R. existe, son nouveau passeport le prouve. Il regarde le petit livret, les illustrations, la photographie – son image avec son nom en légende, en titre – les signatures : la sienne, et celle de l’officier de l’autorité compétente. Un passeport est un espace de consensus d’où, comme dans tout espace de consensus, la démocratie est absente. La double signature se porte garante de ce que R a un nom, une image – et que les images disent la vérité, même si on sait bien que ce n’est jamais comme ça.

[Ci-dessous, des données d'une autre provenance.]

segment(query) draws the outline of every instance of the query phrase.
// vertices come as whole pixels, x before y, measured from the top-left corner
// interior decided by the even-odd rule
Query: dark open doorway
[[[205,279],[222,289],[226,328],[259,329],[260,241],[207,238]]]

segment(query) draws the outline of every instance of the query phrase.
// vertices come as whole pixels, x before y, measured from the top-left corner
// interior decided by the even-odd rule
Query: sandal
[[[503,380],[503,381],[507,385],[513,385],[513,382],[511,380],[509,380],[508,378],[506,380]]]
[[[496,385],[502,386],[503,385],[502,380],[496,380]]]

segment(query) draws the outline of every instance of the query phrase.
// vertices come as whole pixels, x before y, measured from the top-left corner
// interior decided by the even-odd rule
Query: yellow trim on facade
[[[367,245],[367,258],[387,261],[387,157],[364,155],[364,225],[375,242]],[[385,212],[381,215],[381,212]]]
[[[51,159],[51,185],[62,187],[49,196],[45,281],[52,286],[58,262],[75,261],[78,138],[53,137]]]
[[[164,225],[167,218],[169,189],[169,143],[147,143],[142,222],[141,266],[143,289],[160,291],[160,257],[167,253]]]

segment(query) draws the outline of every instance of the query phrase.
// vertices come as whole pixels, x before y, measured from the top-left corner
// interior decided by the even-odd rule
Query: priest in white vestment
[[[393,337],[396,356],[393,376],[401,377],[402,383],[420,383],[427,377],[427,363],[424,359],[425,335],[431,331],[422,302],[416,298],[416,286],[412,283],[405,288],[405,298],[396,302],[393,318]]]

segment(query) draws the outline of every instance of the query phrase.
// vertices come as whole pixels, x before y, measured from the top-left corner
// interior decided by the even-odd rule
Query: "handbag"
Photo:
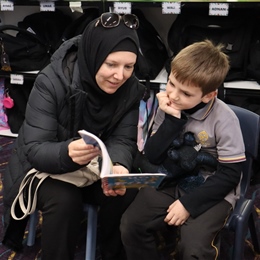
[[[12,133],[18,133],[25,118],[25,109],[29,99],[29,95],[33,88],[33,79],[24,79],[23,85],[10,83],[10,80],[5,80],[5,113],[7,116],[7,123]]]
[[[32,214],[36,210],[37,204],[37,192],[42,182],[46,178],[52,178],[64,182],[68,182],[76,185],[77,187],[85,187],[93,184],[98,179],[100,179],[100,170],[98,157],[94,158],[87,166],[74,171],[68,172],[64,174],[50,174],[46,172],[40,172],[36,169],[31,169],[25,177],[23,178],[19,192],[15,197],[12,206],[11,206],[11,216],[15,220],[21,220],[26,218],[28,215]],[[32,192],[32,185],[35,178],[38,178],[40,181],[38,182],[34,193]],[[27,198],[27,199],[25,199]],[[23,215],[18,217],[15,214],[16,204],[19,203],[20,208],[23,212]]]

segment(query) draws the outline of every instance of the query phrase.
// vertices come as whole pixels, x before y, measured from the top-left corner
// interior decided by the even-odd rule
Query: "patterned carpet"
[[[10,156],[10,150],[12,149],[14,138],[0,137],[0,241],[3,238],[3,185],[2,178],[4,177],[5,167],[8,163]],[[254,194],[255,196],[255,207],[259,215],[259,227],[260,227],[260,181],[255,178],[252,182],[252,185],[248,191],[249,195]],[[75,260],[84,260],[85,259],[85,230],[86,230],[86,221],[82,223],[82,232],[79,236],[79,243],[76,249]],[[260,230],[259,230],[260,232]],[[39,222],[37,227],[37,235],[35,245],[32,247],[26,246],[27,233],[24,237],[24,250],[22,253],[15,253],[10,249],[6,248],[0,242],[0,260],[36,260],[40,257],[41,254],[41,224]],[[232,246],[232,234],[223,232],[222,243],[221,243],[221,257],[220,260],[229,260],[230,255],[233,249]],[[99,251],[97,248],[97,258],[100,260]],[[50,259],[51,260],[51,259]],[[139,260],[139,259],[136,259]],[[144,259],[149,260],[149,259]],[[173,260],[173,257],[168,253],[164,254],[162,260]],[[260,260],[260,255],[254,253],[253,246],[251,244],[250,234],[248,233],[245,241],[245,257],[241,260]]]

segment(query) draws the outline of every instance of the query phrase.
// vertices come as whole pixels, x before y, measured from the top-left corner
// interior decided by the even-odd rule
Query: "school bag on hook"
[[[163,69],[168,52],[159,33],[146,19],[140,9],[132,9],[132,13],[139,19],[137,34],[140,41],[141,54],[135,67],[135,74],[139,79],[155,79]]]
[[[25,78],[23,85],[12,84],[9,78],[5,79],[5,91],[12,99],[12,106],[5,108],[7,122],[12,133],[18,133],[24,118],[29,95],[33,88],[34,79]]]
[[[0,26],[2,71],[43,69],[59,47],[71,18],[59,10],[32,13],[15,25]]]
[[[71,39],[74,36],[82,34],[87,25],[95,18],[98,18],[98,16],[98,8],[93,7],[84,9],[84,12],[66,27],[61,36],[61,43],[68,39]]]
[[[2,71],[40,70],[50,60],[49,46],[15,25],[0,26],[0,51]]]
[[[29,14],[18,22],[18,27],[37,36],[53,54],[60,46],[63,32],[71,22],[70,16],[59,9],[55,9],[54,12],[42,11]]]
[[[210,16],[208,9],[183,8],[168,32],[168,44],[173,55],[184,47],[205,39],[222,43],[230,58],[230,70],[225,81],[245,80],[254,23],[254,12],[230,8],[228,16]]]
[[[247,76],[249,80],[255,80],[260,84],[260,15],[256,15],[253,26],[253,36],[250,43]],[[259,110],[260,111],[260,110]]]

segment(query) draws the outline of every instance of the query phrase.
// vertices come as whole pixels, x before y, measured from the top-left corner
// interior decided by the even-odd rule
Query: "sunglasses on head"
[[[96,22],[95,27],[101,24],[104,28],[114,28],[120,24],[121,19],[124,22],[125,26],[130,29],[136,30],[139,27],[139,20],[136,15],[119,15],[117,13],[103,13]]]

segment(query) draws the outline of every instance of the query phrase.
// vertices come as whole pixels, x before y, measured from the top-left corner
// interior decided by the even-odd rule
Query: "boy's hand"
[[[184,208],[179,200],[174,201],[167,210],[168,214],[164,221],[168,225],[180,226],[189,218],[190,213]]]
[[[158,99],[159,108],[164,111],[166,114],[171,116],[181,118],[181,111],[174,108],[171,100],[169,99],[167,93],[165,91],[161,91],[156,94]]]
[[[113,166],[113,173],[129,173],[129,171],[124,166],[116,164]]]

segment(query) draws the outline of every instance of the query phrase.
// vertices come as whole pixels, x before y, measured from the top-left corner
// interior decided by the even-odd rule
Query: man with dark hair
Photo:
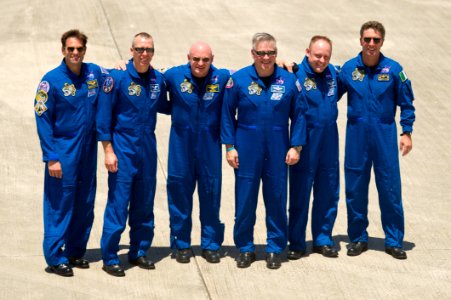
[[[194,43],[188,64],[164,73],[171,102],[168,157],[168,206],[171,248],[179,263],[191,256],[191,213],[198,184],[202,256],[220,261],[224,224],[221,205],[221,108],[229,72],[215,68],[213,53],[204,42]]]
[[[235,169],[237,266],[247,268],[255,261],[255,211],[262,181],[266,266],[278,269],[287,245],[287,165],[298,162],[306,143],[306,104],[300,99],[296,77],[275,64],[275,38],[257,33],[252,46],[254,63],[234,73],[226,86],[221,140],[227,162]]]
[[[103,85],[97,117],[98,140],[105,151],[108,201],[101,239],[103,270],[125,276],[117,255],[130,225],[128,260],[155,269],[146,254],[153,239],[157,148],[157,112],[169,113],[164,79],[150,67],[154,42],[148,33],[135,35],[126,71],[113,70]]]
[[[401,109],[399,149],[404,156],[412,149],[415,121],[410,80],[396,61],[380,49],[385,29],[369,21],[360,29],[362,51],[343,65],[340,79],[348,92],[345,181],[348,210],[349,256],[368,249],[368,185],[374,165],[379,193],[385,251],[406,259],[403,250],[404,212],[401,197],[396,108]]]
[[[337,70],[329,64],[332,42],[325,36],[312,37],[304,60],[295,72],[301,82],[302,96],[308,110],[305,114],[308,142],[299,163],[290,167],[290,207],[288,259],[299,259],[306,251],[310,194],[313,187],[313,252],[337,257],[333,248],[332,229],[339,200]]]
[[[94,220],[97,141],[95,112],[101,69],[83,63],[88,38],[69,30],[61,38],[61,65],[39,83],[35,112],[45,162],[44,256],[47,272],[73,276]]]

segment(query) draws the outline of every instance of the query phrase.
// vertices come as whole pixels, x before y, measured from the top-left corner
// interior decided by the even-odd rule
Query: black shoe
[[[155,269],[155,264],[150,259],[145,256],[140,256],[137,259],[129,259],[128,262],[131,265],[138,266],[141,269],[153,270]]]
[[[402,250],[402,248],[397,247],[386,247],[385,253],[390,254],[396,259],[407,259],[406,251]]]
[[[202,257],[211,264],[216,264],[221,260],[221,256],[217,250],[204,249],[202,250]]]
[[[351,243],[348,248],[348,256],[357,256],[366,250],[368,250],[368,243],[366,242]]]
[[[80,268],[80,269],[89,269],[89,261],[87,261],[86,259],[80,257],[80,258],[75,258],[75,257],[69,257],[69,264],[72,267],[75,268]]]
[[[280,259],[280,254],[278,253],[266,254],[266,267],[268,267],[268,269],[278,269],[281,266],[282,260]]]
[[[254,252],[241,252],[236,259],[236,266],[238,268],[248,268],[255,261]]]
[[[178,249],[175,254],[175,260],[181,264],[187,264],[190,261],[191,249]]]
[[[304,255],[305,255],[305,250],[300,250],[300,251],[288,250],[287,258],[289,260],[297,260],[297,259],[300,259]]]
[[[47,268],[45,268],[45,271],[47,273],[55,273],[56,275],[64,277],[74,276],[74,271],[72,271],[72,268],[68,264],[48,266]]]
[[[322,254],[325,257],[338,257],[337,249],[329,245],[313,246],[313,252]]]
[[[107,272],[110,275],[116,276],[116,277],[123,277],[125,276],[125,271],[121,267],[121,265],[103,265],[102,270]]]

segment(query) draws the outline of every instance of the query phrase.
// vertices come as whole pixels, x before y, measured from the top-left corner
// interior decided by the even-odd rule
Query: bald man
[[[224,224],[221,200],[220,120],[229,72],[213,65],[213,53],[204,42],[193,44],[188,63],[165,72],[172,107],[167,194],[171,248],[179,263],[191,257],[191,212],[198,184],[202,256],[220,261]]]

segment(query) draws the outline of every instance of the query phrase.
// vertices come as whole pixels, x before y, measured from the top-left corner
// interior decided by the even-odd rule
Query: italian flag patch
[[[404,73],[404,71],[399,72],[399,78],[401,78],[401,81],[404,82],[407,80],[407,75]]]

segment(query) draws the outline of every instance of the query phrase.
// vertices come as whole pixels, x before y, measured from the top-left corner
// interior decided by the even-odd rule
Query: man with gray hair
[[[275,38],[257,33],[252,39],[254,63],[234,73],[226,86],[221,140],[235,171],[234,241],[237,266],[255,261],[254,225],[260,180],[266,208],[266,264],[281,267],[287,245],[287,166],[299,160],[306,143],[305,103],[293,74],[276,64]],[[291,130],[288,123],[291,120]]]

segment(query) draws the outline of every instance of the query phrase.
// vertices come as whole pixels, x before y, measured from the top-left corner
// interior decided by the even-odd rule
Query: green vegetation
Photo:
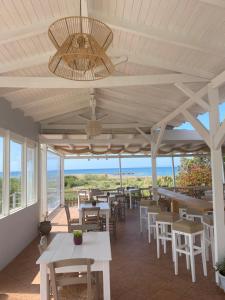
[[[207,157],[182,158],[177,186],[210,186],[212,184],[210,160]]]
[[[82,230],[74,230],[74,231],[73,231],[73,235],[74,235],[76,238],[82,237]]]

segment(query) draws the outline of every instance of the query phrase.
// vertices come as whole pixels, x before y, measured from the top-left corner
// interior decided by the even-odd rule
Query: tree
[[[181,159],[181,165],[177,175],[178,186],[210,186],[211,184],[211,166],[208,157]]]

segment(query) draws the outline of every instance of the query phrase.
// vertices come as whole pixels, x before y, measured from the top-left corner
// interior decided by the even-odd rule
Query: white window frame
[[[37,143],[27,140],[26,143],[26,173],[27,173],[27,151],[29,149],[34,150],[34,199],[31,203],[28,203],[27,199],[27,189],[28,189],[28,182],[26,178],[26,206],[31,206],[38,202],[38,145]],[[27,177],[27,176],[26,176]]]

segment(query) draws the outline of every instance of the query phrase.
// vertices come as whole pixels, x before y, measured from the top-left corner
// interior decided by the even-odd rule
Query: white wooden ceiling
[[[79,15],[79,0],[0,0],[0,96],[12,108],[22,109],[26,116],[40,122],[43,132],[84,133],[90,118],[90,88],[94,88],[97,117],[104,125],[104,133],[136,134],[135,127],[149,132],[154,124],[188,100],[174,85],[179,81],[177,77],[169,77],[169,81],[163,78],[157,84],[153,82],[154,76],[177,74],[196,92],[225,70],[224,0],[83,3],[86,1],[88,15],[113,29],[109,55],[125,55],[128,62],[118,65],[113,78],[105,83],[78,83],[76,88],[68,83],[59,88],[57,78],[47,67],[54,53],[47,30],[58,18]],[[117,76],[136,77],[134,81],[124,77],[130,82],[127,86]],[[23,79],[21,84],[21,77],[29,79]],[[55,88],[52,83],[50,88],[46,77],[55,79]],[[223,95],[222,92],[221,100]],[[190,111],[204,112],[196,105]],[[183,121],[184,117],[178,115],[169,125]]]

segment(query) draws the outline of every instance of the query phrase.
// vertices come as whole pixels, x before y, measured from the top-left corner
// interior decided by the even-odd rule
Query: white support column
[[[151,143],[151,159],[152,159],[152,189],[153,189],[153,200],[157,200],[157,166],[156,166],[156,155],[155,155],[155,143]]]
[[[60,204],[65,204],[65,197],[64,197],[64,157],[60,156]]]
[[[40,146],[39,183],[40,183],[40,218],[43,220],[48,212],[47,198],[47,145]]]
[[[172,159],[172,172],[173,172],[173,186],[176,187],[176,173],[175,173],[175,166],[174,166],[174,157],[171,156]]]
[[[221,147],[217,148],[215,135],[219,129],[219,92],[218,88],[208,89],[210,103],[210,143],[211,143],[211,168],[214,211],[215,234],[215,261],[219,262],[225,254],[225,224],[224,224],[224,193],[223,193],[223,168]],[[216,277],[218,282],[218,278]]]
[[[122,178],[122,172],[121,172],[122,164],[121,164],[121,157],[120,156],[119,156],[119,168],[120,168],[120,187],[122,188],[123,187],[123,178]]]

Alors, que nous reste-t’il ? Onze ans après avoir écrit son nom en lettres de feu, Kounellis finit un texte par une ligne qui résume assez bien ce vers quoi l’art pourrait tendre, c’est à dire ce qu’il n’atteindra jamais : « La chose juste, l’idéologie, le paysage, aucune trahison ». N’importe qui écrira son nom – ça n’aura plus tellement d’importance. Dans l’économie du sport, de l’art, du spectaculaire, les noms sont des readymades curieusement interchangeables. Il en faut un à mettre avec l’image, mais n’importe lequel fera l’affaire : ce qui compte, c’est qu’il y en ait peu (les autres sont des copies). Mais les choses justes sont toujours aussi indéfinissables, en dépit de tous les ™, et de tous les © d’auteurs. Si l’art peut encore avoir un sens dans et face à cette économie du visible, ce ne sera qu’en négatif, en creusant dans l’expérience invisible de l’idéologie et du paysage.